0
votes

I noticed that predict() will only create predictions on complete cases. I had included medianImpute in the preProcess options, such as the following:

train(outcome ~ ., 
        data = df,
        method = "rf", 
        tuneLength = 5,
        preProcess = c("YeoJohnson", "center", "scale", "medianImpute"),
        metric = 'ROC', 
        trControl = train_ctrl)
}

Does this mean that I should be doing imputation for the missing values before training the set? If not, I am unable to create a prediction for all cases in the test set. I had read in Dr. Kuhn's book that pre-processing should occur during cross validation... Thanks!

1

1 Answers

5
votes

If you are using medianImpute then it definitely needs to happen before the training set otherwise even if you impute the test set with medianImpute the results would be wrong.

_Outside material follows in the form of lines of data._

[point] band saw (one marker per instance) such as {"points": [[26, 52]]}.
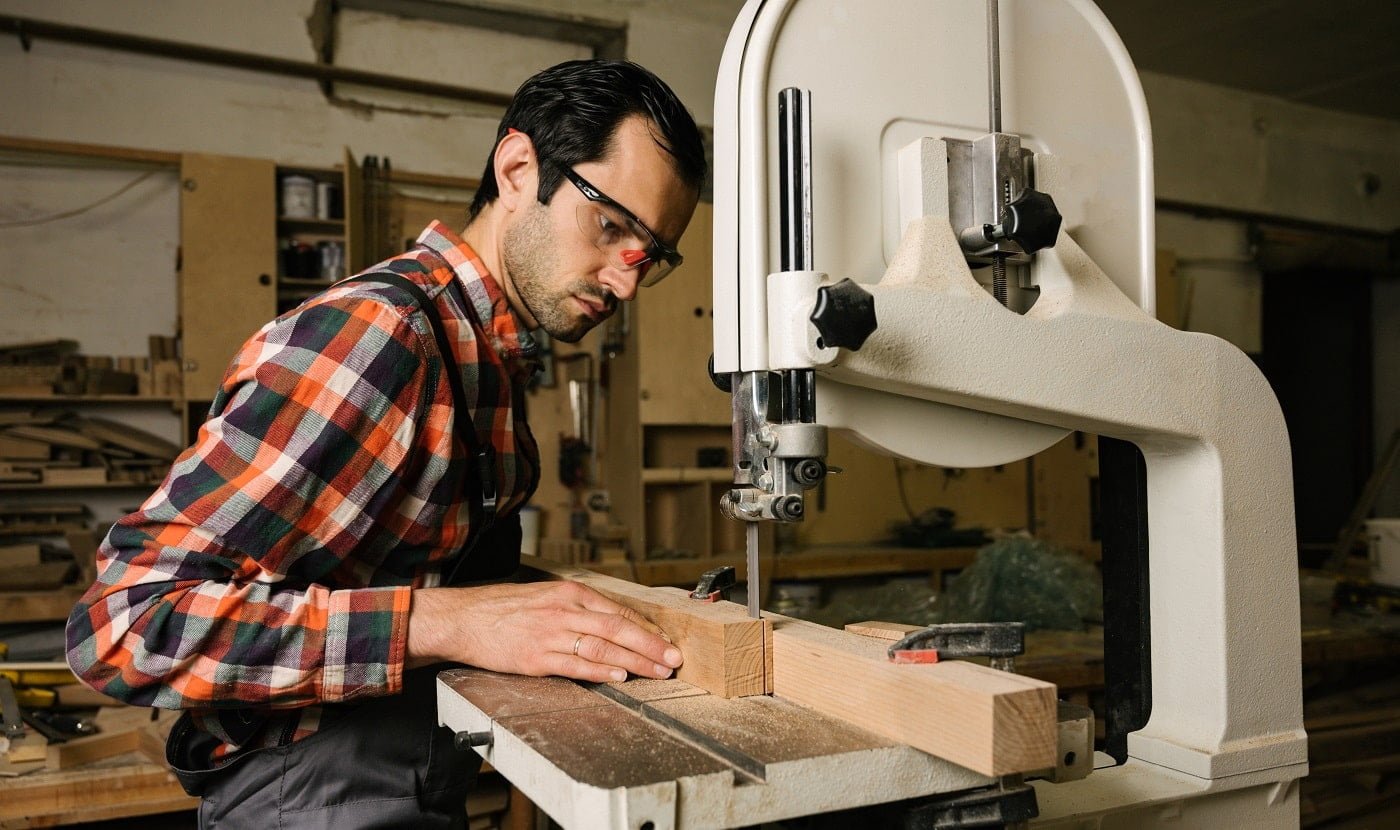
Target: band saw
{"points": [[934, 231]]}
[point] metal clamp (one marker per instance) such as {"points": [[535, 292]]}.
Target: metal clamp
{"points": [[714, 584], [1000, 641]]}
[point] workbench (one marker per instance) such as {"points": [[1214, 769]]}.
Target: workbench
{"points": [[129, 784]]}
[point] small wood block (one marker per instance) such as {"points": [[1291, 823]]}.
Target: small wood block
{"points": [[724, 648], [30, 748], [892, 631], [83, 750], [987, 721]]}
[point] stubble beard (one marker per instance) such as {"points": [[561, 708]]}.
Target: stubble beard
{"points": [[531, 261]]}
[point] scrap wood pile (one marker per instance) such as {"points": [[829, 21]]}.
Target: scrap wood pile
{"points": [[1353, 753], [55, 367], [58, 447]]}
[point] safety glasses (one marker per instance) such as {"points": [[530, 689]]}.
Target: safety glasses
{"points": [[622, 237]]}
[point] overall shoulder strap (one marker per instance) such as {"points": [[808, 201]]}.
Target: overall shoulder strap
{"points": [[483, 452]]}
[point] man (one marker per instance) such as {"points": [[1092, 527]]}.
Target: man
{"points": [[293, 582]]}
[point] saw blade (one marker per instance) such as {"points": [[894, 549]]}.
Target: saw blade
{"points": [[752, 532]]}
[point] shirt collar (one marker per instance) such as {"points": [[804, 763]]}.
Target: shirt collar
{"points": [[510, 338]]}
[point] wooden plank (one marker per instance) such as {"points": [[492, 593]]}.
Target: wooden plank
{"points": [[724, 648], [44, 575], [987, 721], [23, 448], [73, 476], [18, 554], [84, 750], [128, 437], [55, 435], [881, 630], [37, 606], [93, 794]]}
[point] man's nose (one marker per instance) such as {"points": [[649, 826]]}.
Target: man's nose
{"points": [[622, 283]]}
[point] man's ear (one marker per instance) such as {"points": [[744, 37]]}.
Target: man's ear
{"points": [[517, 170]]}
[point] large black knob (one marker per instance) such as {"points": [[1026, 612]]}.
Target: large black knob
{"points": [[844, 315], [1031, 221]]}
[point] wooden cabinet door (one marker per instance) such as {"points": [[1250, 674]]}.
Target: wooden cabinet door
{"points": [[228, 262], [353, 210], [675, 331]]}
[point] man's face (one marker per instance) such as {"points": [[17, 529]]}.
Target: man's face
{"points": [[564, 282]]}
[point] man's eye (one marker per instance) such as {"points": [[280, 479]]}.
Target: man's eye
{"points": [[608, 230]]}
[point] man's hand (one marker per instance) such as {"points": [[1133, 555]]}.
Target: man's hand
{"points": [[536, 629]]}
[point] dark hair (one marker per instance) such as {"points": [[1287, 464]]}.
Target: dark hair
{"points": [[571, 112]]}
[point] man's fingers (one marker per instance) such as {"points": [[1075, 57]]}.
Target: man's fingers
{"points": [[597, 602], [609, 654], [622, 631], [577, 668]]}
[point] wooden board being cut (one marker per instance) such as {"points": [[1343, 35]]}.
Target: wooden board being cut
{"points": [[987, 721], [991, 722], [724, 648]]}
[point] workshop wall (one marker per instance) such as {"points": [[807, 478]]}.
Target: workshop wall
{"points": [[1214, 147]]}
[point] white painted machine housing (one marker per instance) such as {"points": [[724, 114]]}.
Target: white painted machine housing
{"points": [[954, 378]]}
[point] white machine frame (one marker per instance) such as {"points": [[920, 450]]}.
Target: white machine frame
{"points": [[951, 377]]}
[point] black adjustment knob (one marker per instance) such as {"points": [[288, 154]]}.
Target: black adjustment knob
{"points": [[1032, 221], [723, 381], [844, 315]]}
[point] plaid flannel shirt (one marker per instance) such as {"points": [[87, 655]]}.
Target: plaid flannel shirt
{"points": [[272, 570]]}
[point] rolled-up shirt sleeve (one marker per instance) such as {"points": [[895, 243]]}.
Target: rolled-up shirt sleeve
{"points": [[240, 581]]}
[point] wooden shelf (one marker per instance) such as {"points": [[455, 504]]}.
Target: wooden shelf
{"points": [[35, 487], [310, 226], [137, 399], [685, 475], [38, 606]]}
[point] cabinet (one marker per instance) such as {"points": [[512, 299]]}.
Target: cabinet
{"points": [[234, 273], [668, 461], [228, 262]]}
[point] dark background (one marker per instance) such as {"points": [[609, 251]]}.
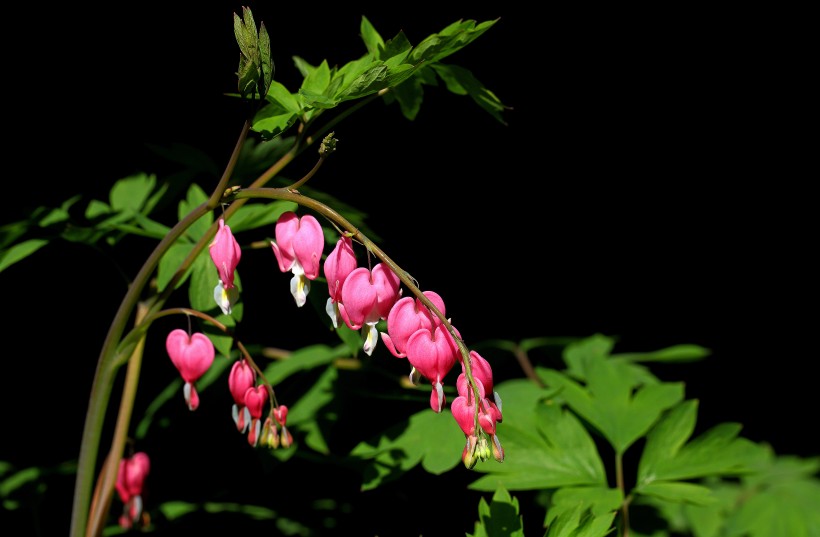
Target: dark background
{"points": [[650, 184]]}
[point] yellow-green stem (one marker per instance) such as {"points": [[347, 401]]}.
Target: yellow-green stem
{"points": [[353, 231], [100, 509]]}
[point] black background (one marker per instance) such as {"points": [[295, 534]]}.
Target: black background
{"points": [[650, 184]]}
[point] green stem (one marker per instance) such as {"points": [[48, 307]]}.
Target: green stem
{"points": [[107, 363], [353, 231], [105, 489]]}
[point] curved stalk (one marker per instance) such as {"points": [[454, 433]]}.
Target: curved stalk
{"points": [[354, 232]]}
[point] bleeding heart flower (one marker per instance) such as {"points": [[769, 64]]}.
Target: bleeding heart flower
{"points": [[367, 297], [225, 253], [192, 356], [298, 249], [241, 378], [406, 316], [130, 483], [255, 399], [339, 264]]}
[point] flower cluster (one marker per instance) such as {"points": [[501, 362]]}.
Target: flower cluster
{"points": [[361, 298]]}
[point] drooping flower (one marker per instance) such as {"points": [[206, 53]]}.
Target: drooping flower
{"points": [[241, 378], [340, 262], [225, 253], [407, 316], [130, 483], [433, 353], [298, 249], [192, 356], [367, 297], [255, 399]]}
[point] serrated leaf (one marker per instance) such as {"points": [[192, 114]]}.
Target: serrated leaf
{"points": [[609, 402], [373, 42], [675, 353], [451, 39], [545, 445], [20, 251], [582, 511], [500, 517], [317, 79], [781, 510], [678, 491], [462, 82], [718, 451], [96, 208], [279, 114], [265, 59], [429, 438]]}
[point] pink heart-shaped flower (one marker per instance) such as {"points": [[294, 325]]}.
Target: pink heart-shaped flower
{"points": [[192, 355]]}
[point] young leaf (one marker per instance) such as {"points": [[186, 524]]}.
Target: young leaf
{"points": [[20, 251], [462, 82], [499, 517], [451, 39], [718, 451], [545, 445], [611, 402], [582, 511], [409, 443]]}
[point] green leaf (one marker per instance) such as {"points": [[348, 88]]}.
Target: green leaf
{"points": [[152, 227], [429, 438], [372, 40], [676, 491], [303, 359], [611, 403], [675, 353], [718, 451], [317, 79], [304, 414], [545, 445], [409, 96], [579, 355], [265, 59], [173, 510], [20, 251], [462, 82], [499, 517], [451, 39], [279, 114], [96, 209], [786, 510], [582, 511]]}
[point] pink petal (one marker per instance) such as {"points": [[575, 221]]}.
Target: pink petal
{"points": [[308, 243]]}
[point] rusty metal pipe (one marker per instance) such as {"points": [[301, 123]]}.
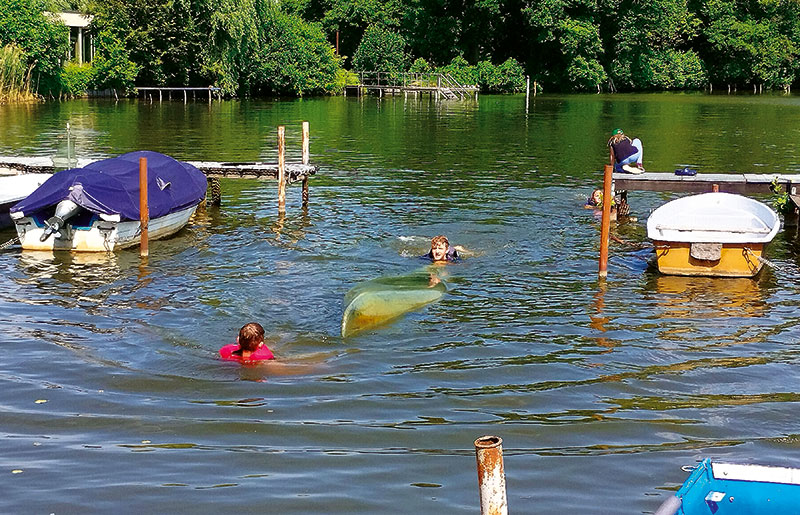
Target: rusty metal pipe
{"points": [[144, 208], [491, 477], [605, 222]]}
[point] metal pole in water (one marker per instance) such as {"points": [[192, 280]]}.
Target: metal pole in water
{"points": [[605, 221], [144, 209], [491, 477], [281, 169], [305, 162]]}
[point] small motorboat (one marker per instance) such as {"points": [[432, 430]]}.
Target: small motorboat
{"points": [[713, 234], [736, 489], [14, 188], [96, 208]]}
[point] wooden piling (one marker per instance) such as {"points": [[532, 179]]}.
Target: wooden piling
{"points": [[144, 209], [491, 476], [605, 224], [281, 169], [306, 156]]}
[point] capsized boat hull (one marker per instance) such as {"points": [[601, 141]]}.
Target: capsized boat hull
{"points": [[380, 301], [101, 235], [712, 234], [735, 260], [736, 489]]}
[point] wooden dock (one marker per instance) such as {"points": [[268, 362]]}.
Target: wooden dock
{"points": [[211, 90], [437, 85], [285, 173], [740, 183]]}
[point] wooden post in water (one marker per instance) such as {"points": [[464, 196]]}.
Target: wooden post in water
{"points": [[281, 169], [605, 224], [144, 209], [491, 477], [527, 91], [305, 162]]}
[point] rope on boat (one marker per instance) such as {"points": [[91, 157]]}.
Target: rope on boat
{"points": [[10, 242]]}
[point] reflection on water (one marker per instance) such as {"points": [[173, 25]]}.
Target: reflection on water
{"points": [[630, 378]]}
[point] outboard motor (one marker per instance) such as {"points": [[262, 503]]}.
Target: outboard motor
{"points": [[64, 210]]}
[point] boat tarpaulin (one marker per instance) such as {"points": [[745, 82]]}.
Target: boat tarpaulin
{"points": [[111, 186]]}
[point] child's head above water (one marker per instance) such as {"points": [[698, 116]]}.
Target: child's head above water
{"points": [[439, 247], [251, 336]]}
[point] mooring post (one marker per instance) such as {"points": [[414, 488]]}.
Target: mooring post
{"points": [[144, 210], [491, 477], [305, 162], [527, 91], [605, 223], [281, 169]]}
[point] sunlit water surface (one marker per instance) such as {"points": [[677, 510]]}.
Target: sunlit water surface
{"points": [[113, 398]]}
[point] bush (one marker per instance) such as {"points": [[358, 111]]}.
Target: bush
{"points": [[76, 79]]}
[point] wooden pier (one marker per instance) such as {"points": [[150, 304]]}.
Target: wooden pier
{"points": [[284, 173], [740, 183], [211, 90], [437, 85]]}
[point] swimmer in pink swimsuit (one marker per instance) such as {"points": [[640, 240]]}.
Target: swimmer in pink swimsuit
{"points": [[249, 345]]}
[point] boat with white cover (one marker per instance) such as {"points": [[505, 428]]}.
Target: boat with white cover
{"points": [[96, 208], [713, 234]]}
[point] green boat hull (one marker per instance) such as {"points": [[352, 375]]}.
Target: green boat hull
{"points": [[381, 301]]}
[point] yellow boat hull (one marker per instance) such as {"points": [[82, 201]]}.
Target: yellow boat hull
{"points": [[735, 260]]}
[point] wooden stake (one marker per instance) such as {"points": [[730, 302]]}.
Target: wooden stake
{"points": [[306, 156], [605, 224], [281, 169], [144, 209]]}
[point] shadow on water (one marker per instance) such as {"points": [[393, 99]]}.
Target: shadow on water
{"points": [[629, 378]]}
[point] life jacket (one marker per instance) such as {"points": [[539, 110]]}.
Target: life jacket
{"points": [[261, 354], [451, 255]]}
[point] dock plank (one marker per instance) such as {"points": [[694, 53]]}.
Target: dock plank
{"points": [[233, 170], [741, 183]]}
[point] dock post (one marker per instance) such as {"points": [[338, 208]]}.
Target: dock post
{"points": [[144, 209], [491, 477], [281, 169], [305, 162], [605, 221], [527, 91]]}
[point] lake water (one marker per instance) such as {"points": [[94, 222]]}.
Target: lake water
{"points": [[113, 398]]}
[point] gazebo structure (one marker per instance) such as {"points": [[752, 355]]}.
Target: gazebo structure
{"points": [[81, 46]]}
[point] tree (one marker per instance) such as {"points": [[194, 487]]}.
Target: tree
{"points": [[380, 50], [42, 39]]}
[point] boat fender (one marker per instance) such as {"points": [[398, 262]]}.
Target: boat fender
{"points": [[670, 506]]}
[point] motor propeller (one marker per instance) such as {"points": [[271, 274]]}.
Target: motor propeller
{"points": [[64, 210]]}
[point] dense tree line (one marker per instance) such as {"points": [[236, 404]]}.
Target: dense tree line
{"points": [[256, 47]]}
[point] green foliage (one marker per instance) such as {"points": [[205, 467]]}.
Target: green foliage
{"points": [[420, 65], [293, 56], [781, 200], [112, 66], [42, 40], [76, 79], [381, 50], [14, 83]]}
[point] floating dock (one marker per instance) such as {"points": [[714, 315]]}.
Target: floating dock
{"points": [[741, 183]]}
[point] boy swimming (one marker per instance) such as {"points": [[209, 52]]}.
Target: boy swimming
{"points": [[249, 345]]}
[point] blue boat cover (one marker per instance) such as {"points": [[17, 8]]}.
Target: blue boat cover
{"points": [[111, 186]]}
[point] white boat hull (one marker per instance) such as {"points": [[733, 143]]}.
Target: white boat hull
{"points": [[101, 236]]}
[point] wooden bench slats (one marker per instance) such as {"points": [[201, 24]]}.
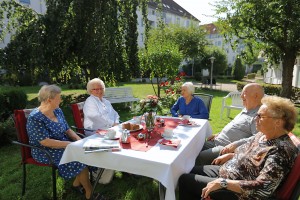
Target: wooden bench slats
{"points": [[119, 95]]}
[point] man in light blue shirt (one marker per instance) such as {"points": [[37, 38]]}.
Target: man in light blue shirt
{"points": [[188, 104], [235, 132]]}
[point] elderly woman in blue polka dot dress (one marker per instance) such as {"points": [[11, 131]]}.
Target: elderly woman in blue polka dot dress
{"points": [[48, 129]]}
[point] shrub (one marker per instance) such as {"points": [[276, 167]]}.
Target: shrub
{"points": [[251, 76], [7, 131], [11, 100]]}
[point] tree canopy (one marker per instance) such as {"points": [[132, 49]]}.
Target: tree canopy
{"points": [[274, 23], [74, 38]]}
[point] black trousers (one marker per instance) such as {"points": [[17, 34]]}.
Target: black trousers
{"points": [[191, 185]]}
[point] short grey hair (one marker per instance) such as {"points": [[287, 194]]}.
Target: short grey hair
{"points": [[189, 86], [48, 92], [92, 82]]}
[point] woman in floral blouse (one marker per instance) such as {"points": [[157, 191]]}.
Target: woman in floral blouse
{"points": [[253, 170]]}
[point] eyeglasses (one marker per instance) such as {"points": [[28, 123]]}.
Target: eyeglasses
{"points": [[259, 116], [98, 89]]}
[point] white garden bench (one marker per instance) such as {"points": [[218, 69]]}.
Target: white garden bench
{"points": [[119, 95], [232, 101]]}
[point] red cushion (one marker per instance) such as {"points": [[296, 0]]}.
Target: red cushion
{"points": [[32, 161], [78, 116], [287, 188]]}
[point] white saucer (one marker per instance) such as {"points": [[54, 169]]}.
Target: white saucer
{"points": [[107, 138], [167, 138]]}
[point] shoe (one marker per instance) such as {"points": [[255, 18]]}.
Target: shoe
{"points": [[79, 189]]}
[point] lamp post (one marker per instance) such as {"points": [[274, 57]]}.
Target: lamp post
{"points": [[211, 69]]}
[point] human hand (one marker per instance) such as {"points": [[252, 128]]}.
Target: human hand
{"points": [[210, 187], [222, 159], [228, 149]]}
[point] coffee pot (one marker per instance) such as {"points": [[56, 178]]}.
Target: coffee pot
{"points": [[125, 136]]}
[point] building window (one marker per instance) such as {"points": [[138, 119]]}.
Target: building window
{"points": [[25, 1], [142, 22]]}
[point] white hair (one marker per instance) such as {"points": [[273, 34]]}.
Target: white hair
{"points": [[189, 86], [92, 82], [48, 92]]}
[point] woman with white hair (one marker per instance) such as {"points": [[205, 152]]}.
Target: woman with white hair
{"points": [[98, 112], [48, 129], [188, 104]]}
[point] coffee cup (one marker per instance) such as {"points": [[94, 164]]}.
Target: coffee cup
{"points": [[111, 133], [185, 119], [137, 119], [168, 133]]}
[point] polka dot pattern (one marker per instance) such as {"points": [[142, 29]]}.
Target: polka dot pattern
{"points": [[40, 127]]}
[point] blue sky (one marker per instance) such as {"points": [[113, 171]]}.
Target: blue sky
{"points": [[198, 8]]}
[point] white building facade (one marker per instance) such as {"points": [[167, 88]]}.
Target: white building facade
{"points": [[172, 14], [218, 40], [38, 6], [274, 74]]}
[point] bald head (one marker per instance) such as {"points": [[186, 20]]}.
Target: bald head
{"points": [[251, 95]]}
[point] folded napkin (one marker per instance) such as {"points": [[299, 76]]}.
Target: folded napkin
{"points": [[172, 142], [190, 123], [100, 143]]}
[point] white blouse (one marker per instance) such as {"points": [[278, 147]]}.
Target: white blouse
{"points": [[98, 114]]}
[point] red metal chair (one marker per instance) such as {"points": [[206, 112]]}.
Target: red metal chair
{"points": [[20, 118], [291, 187], [78, 116]]}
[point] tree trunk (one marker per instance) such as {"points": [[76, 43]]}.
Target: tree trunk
{"points": [[287, 74]]}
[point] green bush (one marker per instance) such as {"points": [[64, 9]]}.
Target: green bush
{"points": [[251, 76], [7, 131], [11, 100]]}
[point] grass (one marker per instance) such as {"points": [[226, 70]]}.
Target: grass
{"points": [[123, 186]]}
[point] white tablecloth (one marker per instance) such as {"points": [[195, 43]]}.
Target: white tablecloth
{"points": [[163, 163]]}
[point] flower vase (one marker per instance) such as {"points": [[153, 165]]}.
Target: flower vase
{"points": [[150, 121]]}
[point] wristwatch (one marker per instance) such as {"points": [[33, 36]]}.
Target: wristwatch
{"points": [[223, 183]]}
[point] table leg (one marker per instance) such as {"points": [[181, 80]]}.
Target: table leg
{"points": [[96, 181], [162, 191]]}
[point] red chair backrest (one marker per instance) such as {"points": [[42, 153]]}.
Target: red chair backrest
{"points": [[293, 178], [20, 118], [78, 116]]}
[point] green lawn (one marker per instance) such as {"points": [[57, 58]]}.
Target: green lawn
{"points": [[123, 186]]}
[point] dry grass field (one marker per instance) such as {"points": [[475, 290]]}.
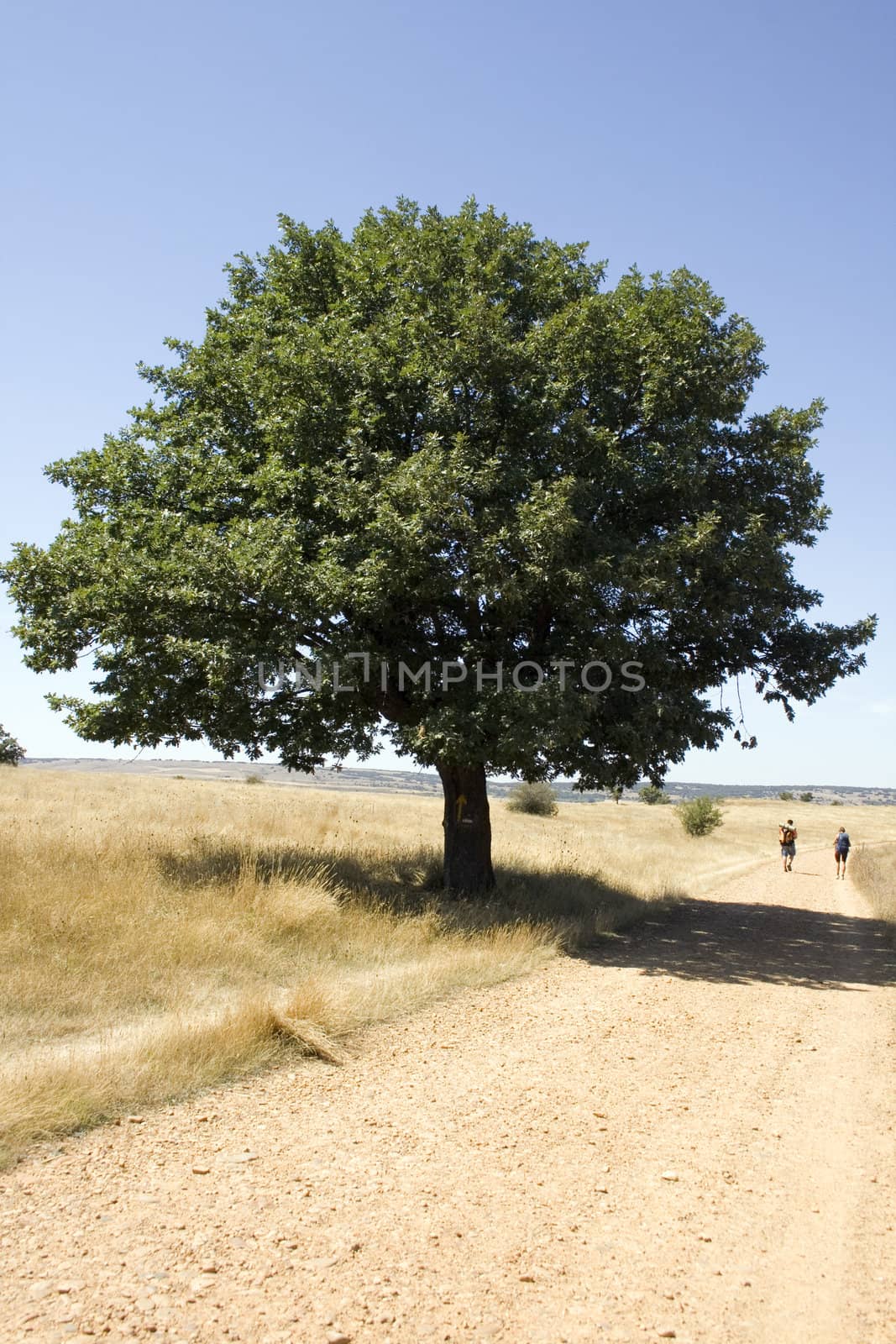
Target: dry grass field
{"points": [[875, 873], [157, 936]]}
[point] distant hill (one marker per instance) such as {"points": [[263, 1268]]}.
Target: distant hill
{"points": [[425, 781]]}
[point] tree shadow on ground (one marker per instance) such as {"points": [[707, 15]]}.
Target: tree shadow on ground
{"points": [[409, 882], [741, 942]]}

Take the following extreme case as an example:

You have only one independent variable X which constists of numbers 1 to 100. Imagine the extreme case of splitting the data set into a 50% test set and a 50% training set, with numbers 1 to 50 being in the test set and numbers 51 to 100 in the training set.

> median(1:50)  #test set median
[1] 25.5
> median(51:100) #training set median
[1] 75.5

Using your code (caret's train function) the missing values in the training set would be replaced with 75.5. This will create three major problems:

  1. You can not use the same method (medianImpute) for the test set because missing values in the test set would be replaced with 25.5
  2. You can not manually replace the missing values in the test set with 75.5 because the value of 75.5 is much higher than the max value of the test set and you would dramatically skew it.
  3. The function train of the caret package, will try to find out the best parameters for your model (tuning). Replacing the missing values with 75.5 when the full data set's median (the correct value for imputing missing data) is 50.5 would tune the model with the wrong parameter values.

Therefore, the best thing to do is to account for the missing data before the training set's creation.

Hope this helps!